Shampooing with antibacterial shampoos containing Chlorhexidine (with or without miconazole) or Ethyl lactate should be undertaken three times a week.

Topical Antibiotic Ointment. Some of the topical creams or ointments that your vet may prescribe are mupirocin, neomycin, and polymyxin.

Antibiotics. Cephalosporins should be the first choice for the management of uncomplicated first-occurrence surface, superficial, and deep staphylococcal pyoderma.

  • Penicillin, Ampicillin, Amoxicillin, and Tetracycline are poor choices.
  • Cephalosporins should be the first choice for the management of uncomplicated first occurrence surface, superficial, and deep staphylococcal pyoderma.
  • Safe effective, low levels or resistance, easy-to-administer options via multiple routes.
  • Duration of therapy: Superficial Pyoderma 21-30 days, Deep Pyoderma 6-8 weeks.
  • For Staph. pyoderma, variable resistance is reported to clindamycin, lincomycin, erythromycin, doxycycline, and potentiated sulfa drugs.
  • These antibiotics should not be utilized as first choice options.
  • Reserve these antimicrobials with specific culture and susceptibility profiles.
  • Amoxicillin-clavulanate – broad spectrum, in vivo effect may not be as good for pyodermas as predicted by culture, excellent choice for bacterial pododermatitis, enterococcus and E. coli infections.
  • Floroquinolones should be reserved for gram-negative pathogens, occasional cases of canine MRS pyoderma, excellent for refractory/ recurrent deep pyoderma, excellent tissue penetration.
  • Rifampin is effective for Canine MRS pyoderma; should always be used in conjunction with a second antibiotic as resistance develops to Rifampicin very quickly; monitor hepatic enzimes.
  • Chloramphenicol is very effective for canine MRS pyoderma; owners must wear gloves – aplastic anemia; most common side effects are loss of appetite, weakness in the rear end.
  • Amikacin is also very effective for canine MRS pyoderma, side effects include renal toxicity and ototoxicity.

Fusidic acid (Fucidin) – effective against Staph., Strept., Corynebacterium, and MRSA.

Immunomodulatory therapy for chronic recurrent pyoderma

Immunomodulation should always be utilized as an adjunct to systemic antibacterial and topical therapys.
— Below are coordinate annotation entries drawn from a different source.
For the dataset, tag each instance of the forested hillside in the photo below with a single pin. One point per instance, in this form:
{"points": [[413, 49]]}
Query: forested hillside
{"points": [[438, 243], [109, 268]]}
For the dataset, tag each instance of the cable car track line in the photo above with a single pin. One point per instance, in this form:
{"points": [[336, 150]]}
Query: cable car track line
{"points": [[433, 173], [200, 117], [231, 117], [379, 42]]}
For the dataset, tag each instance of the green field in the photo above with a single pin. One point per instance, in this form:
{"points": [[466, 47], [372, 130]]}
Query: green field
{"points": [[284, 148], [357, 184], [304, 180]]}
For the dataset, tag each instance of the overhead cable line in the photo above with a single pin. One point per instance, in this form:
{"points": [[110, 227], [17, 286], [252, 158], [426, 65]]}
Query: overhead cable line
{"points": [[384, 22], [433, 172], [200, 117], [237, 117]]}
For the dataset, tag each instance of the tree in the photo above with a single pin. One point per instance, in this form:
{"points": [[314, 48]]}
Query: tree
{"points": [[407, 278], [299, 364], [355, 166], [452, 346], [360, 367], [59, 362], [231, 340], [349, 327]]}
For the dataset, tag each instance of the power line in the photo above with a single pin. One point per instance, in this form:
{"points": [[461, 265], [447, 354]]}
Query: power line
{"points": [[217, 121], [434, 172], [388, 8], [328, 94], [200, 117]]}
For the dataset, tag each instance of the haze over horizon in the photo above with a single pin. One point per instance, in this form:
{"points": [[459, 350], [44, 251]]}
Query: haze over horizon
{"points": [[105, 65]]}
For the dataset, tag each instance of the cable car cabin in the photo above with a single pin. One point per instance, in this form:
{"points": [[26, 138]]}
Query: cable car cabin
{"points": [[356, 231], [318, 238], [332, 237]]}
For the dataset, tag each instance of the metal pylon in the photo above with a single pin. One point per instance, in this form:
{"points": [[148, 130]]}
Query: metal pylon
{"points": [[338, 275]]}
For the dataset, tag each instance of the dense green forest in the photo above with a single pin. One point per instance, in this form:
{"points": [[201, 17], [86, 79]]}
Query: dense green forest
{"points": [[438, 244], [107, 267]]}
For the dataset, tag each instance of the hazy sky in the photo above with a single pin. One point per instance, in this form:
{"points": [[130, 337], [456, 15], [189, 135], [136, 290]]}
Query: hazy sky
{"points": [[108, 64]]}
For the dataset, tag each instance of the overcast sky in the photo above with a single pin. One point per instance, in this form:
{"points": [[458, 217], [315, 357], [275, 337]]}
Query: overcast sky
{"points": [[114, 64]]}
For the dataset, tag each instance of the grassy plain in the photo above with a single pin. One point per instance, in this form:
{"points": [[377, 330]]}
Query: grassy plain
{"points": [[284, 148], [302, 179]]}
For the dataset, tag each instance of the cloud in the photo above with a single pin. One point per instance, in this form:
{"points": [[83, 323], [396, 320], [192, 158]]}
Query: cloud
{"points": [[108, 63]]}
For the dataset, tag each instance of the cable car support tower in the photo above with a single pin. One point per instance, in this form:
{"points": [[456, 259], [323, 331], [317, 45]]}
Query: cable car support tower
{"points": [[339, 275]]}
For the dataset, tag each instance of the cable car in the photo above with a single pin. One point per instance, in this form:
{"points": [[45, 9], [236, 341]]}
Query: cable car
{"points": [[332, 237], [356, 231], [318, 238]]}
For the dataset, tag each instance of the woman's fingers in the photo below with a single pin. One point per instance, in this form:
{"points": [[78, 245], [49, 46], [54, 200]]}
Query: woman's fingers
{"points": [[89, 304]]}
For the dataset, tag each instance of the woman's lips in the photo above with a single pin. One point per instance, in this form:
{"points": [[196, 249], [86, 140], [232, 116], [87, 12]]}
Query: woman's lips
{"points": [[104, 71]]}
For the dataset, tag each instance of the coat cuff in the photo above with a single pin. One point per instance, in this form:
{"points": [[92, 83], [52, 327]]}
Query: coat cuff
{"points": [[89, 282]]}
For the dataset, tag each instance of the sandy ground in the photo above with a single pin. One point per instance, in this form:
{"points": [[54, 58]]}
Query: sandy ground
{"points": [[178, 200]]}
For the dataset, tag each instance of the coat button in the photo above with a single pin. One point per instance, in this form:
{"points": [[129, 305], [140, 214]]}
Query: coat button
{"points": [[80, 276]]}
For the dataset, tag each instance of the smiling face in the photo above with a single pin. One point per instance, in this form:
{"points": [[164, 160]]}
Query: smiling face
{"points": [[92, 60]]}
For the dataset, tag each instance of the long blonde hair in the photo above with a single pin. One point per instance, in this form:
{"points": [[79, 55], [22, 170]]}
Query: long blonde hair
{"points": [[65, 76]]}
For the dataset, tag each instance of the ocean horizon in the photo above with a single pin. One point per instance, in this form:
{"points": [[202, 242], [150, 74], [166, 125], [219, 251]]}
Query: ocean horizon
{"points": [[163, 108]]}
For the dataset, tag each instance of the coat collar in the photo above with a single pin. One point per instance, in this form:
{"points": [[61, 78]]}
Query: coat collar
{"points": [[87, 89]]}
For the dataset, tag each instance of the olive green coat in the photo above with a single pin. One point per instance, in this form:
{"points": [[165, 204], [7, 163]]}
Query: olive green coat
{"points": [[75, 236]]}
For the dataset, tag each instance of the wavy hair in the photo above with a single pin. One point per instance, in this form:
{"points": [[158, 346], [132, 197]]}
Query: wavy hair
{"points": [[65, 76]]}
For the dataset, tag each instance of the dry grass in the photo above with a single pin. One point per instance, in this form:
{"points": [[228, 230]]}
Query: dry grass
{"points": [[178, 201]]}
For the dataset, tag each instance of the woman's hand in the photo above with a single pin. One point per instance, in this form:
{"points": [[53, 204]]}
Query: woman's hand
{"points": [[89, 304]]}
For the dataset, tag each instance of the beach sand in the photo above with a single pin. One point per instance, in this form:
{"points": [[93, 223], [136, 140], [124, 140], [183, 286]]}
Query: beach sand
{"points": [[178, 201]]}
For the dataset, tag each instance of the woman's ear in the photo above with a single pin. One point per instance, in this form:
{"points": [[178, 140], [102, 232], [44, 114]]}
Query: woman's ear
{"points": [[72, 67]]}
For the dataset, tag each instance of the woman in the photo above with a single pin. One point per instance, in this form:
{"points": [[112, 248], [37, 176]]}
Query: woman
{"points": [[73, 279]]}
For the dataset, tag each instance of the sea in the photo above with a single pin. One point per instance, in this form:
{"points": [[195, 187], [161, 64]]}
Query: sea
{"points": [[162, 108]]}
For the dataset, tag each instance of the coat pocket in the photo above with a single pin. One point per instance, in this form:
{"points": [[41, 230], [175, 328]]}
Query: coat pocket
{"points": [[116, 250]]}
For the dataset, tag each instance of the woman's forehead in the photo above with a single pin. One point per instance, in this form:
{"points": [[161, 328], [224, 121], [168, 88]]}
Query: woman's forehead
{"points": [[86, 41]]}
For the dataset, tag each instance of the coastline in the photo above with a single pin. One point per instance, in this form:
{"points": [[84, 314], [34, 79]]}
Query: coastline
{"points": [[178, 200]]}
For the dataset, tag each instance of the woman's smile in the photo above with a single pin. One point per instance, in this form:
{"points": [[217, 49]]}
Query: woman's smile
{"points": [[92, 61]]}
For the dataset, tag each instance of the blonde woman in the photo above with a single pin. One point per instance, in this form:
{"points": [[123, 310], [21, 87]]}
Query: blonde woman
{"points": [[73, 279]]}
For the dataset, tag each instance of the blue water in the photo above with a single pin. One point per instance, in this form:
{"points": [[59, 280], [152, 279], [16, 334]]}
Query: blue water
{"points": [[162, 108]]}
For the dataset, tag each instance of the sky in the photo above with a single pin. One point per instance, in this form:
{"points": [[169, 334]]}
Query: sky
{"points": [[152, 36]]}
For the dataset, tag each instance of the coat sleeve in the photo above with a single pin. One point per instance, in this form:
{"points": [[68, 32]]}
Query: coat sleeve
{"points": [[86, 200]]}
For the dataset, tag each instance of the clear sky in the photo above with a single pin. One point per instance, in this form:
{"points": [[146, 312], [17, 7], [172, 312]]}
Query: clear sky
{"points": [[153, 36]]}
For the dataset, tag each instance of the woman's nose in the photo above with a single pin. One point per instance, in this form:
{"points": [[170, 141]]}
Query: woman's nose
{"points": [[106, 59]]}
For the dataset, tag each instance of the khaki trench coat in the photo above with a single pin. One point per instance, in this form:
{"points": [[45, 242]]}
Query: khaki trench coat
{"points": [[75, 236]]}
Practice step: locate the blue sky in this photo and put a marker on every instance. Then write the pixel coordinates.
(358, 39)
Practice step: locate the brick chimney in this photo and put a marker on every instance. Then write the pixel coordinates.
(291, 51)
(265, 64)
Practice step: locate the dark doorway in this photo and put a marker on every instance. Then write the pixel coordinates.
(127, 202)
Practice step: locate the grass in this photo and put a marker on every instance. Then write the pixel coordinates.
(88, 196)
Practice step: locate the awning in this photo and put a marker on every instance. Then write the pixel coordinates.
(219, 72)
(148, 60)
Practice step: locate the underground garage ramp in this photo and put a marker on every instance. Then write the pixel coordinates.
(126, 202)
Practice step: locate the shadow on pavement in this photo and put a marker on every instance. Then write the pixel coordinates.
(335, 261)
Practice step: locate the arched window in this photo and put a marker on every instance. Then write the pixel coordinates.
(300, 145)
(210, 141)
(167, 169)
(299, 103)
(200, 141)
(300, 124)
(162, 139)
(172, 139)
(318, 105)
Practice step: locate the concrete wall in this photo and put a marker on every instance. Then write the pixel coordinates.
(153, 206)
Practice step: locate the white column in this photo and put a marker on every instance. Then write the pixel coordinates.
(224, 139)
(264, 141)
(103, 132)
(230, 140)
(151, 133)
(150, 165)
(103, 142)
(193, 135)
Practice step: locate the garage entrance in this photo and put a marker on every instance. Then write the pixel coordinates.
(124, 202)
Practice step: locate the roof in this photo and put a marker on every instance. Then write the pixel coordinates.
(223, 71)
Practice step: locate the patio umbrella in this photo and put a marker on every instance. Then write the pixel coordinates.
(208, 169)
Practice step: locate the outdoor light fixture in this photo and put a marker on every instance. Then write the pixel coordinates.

Goal is to reduce the frequency and severity of recurrent infections.

Immunomodulatory therapeutic options:

  • Immunoregulin (Propionibacterium acnes) – administered IV every 3-4 days until resolution, maintenance therapy at once monthly.
  • Cimetidine (H2-receptor antagonist) therapy (6-10mg/kg PO every 8 hours) may reduce immunosuppression by downregulating supressor T lymphocytes (via inhibition of histamine-influenced immunosuppresion), thus modifying cytokine production.